If San Francisco is any indication, they should be running from net neutrality-based red tape as fast as they can. And given that the threat Google and eBay imagine has not even come close to happening, it looks a little crazy to be proposing such government supervision. At least 100 companies from the networking and communications sector tried to get this message across to Congress this week.

Cisco Systems, Nortel Networks, Qualcomm and others signed a letter to Senate Majority Leader Bill Frist and Democratic Leader Harry Reid saying that it was “too soon to enact network neutrality legislation.” That’s the diplomatic way of putting it.

No Free Lunch

What these companies know is that for all the dangers that might lurk in the rigors of the competitive marketplace, government control is a worse fate. Microsoft experienced years of antitrust issues that still dog the company, and the telecommunications sector felt it with price controls from the 1996 telecommunications act.

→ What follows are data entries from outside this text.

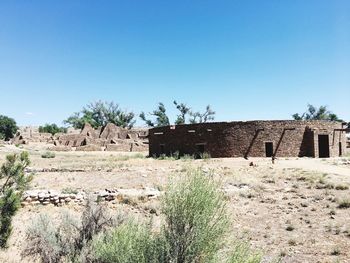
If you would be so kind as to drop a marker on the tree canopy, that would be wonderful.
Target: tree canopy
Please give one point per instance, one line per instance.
(162, 118)
(52, 128)
(185, 115)
(314, 113)
(99, 114)
(8, 127)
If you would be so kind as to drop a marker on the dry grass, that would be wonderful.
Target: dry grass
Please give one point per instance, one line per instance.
(303, 194)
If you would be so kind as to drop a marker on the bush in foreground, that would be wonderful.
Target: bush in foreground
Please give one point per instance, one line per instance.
(15, 181)
(194, 231)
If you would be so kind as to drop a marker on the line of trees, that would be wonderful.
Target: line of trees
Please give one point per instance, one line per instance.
(101, 113)
(314, 113)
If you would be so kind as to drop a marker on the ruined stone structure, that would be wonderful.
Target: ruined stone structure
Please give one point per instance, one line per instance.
(251, 139)
(109, 138)
(29, 134)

Now Google faces problems with building the citywide WiFi network it thought the city would expedite. When will these companies ever learn?

There really is no such thing as a free lunch. When a deal looks too good to be true, it probably is. Politicians make their living by promising the world and delivering little, but technology executives should be smart enough to see through those tricks. It’s time for Google and other tech firms to wake up and fix their mistakes before it’s too late. Broadband access, WiFi or not, depends on it.


Sonia Arrison, a TechNewsWorld columnist, is director of Technology Studies at the California-based Pacific Research Institute.